To date, since the publication of the Frequent Hemodialysis Network Trial Group results showing a significant improvement in LVH and all cause mortality, I have yet to see any major movement to implementing these results, instead we have articles like the one in question before us trying in my opinion to substitute an inferior alternative that is far from proven in any clinical outcome trial. In addition, Agarwal in my opion is impressing those that don’t understand the dynamics of fluid removal and LVMI measurements which are completely dependant on volume removal post dialysis and do not in the least give a true measure of actual LV muscle mass changes with his intervention.

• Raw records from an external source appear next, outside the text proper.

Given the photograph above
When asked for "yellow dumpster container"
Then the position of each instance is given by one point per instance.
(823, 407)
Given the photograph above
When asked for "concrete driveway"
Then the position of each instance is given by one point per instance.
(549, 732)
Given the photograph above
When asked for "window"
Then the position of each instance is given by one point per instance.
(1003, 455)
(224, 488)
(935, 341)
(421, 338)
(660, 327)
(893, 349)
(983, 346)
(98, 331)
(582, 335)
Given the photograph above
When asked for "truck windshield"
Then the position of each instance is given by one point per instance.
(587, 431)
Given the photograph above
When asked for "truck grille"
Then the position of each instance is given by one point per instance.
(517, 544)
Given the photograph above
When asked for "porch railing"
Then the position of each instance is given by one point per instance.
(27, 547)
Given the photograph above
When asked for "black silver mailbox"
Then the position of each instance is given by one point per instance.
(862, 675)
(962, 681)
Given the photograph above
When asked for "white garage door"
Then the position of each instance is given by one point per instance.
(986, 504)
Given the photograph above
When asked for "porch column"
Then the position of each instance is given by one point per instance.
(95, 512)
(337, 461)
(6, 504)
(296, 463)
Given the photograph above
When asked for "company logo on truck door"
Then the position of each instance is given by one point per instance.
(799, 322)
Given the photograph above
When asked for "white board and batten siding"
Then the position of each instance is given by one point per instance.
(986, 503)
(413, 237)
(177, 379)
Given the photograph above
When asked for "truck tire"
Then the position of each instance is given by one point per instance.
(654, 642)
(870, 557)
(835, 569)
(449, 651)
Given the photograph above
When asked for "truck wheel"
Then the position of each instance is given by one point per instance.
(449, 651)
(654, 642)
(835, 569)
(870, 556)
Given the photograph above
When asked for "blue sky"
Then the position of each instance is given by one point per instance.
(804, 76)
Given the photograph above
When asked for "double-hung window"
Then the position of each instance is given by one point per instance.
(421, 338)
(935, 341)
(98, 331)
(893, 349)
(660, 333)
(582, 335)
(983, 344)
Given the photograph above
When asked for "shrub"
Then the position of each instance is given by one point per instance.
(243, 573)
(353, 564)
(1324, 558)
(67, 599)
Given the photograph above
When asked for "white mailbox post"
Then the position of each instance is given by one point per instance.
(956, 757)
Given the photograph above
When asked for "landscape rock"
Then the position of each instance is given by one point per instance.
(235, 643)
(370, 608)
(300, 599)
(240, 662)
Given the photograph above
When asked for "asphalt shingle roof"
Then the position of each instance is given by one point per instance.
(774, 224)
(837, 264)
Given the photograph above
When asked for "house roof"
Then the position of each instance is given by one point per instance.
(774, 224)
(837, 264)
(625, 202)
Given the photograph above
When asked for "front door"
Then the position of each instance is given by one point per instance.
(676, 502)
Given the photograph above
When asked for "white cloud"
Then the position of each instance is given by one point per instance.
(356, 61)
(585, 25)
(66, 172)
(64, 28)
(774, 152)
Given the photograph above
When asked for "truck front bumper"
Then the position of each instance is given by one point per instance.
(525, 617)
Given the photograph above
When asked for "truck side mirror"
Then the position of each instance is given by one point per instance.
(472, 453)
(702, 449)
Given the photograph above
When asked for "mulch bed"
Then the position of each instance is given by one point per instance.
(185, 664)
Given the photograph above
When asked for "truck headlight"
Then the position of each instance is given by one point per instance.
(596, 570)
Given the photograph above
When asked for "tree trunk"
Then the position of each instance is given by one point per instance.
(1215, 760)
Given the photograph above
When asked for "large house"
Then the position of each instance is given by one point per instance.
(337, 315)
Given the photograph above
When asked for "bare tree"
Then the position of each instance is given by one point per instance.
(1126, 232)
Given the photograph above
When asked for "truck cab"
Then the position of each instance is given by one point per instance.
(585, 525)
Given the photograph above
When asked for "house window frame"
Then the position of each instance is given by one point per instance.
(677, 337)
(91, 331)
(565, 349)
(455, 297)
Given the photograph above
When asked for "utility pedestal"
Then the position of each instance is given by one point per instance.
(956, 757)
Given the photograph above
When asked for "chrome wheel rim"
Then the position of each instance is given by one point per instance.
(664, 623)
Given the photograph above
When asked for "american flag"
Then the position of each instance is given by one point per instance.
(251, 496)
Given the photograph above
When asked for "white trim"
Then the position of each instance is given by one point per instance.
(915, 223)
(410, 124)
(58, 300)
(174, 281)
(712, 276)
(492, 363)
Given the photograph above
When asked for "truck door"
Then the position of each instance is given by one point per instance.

Finally, according to the original DRIP study itself, significant complications occurred in this very short trial of only 8 weeks leaving me with the opinion that Agarwal, et al offer no new alternatives to the proven efficacy of longer duration and more frequent dialysis shown to us nearly 50 years ago by the venerable pioneers of dialysis. In addition, Agarwal’s protocol completely ignores the benefits found in more frequent and longer duration dialysis from improved PO4 clearances and middle molecule clearances which are time dependent. Unless Dry-Weight Probing is accomplished in the manner of Charra and his associates in Tassin with longer duration dialysis or more frequent hemodialysis as shown in the FHN, intensified ultrafiltration in my opinion is an already proven dead end that will not in the end analysis improve the dismal American dialysis survival rates.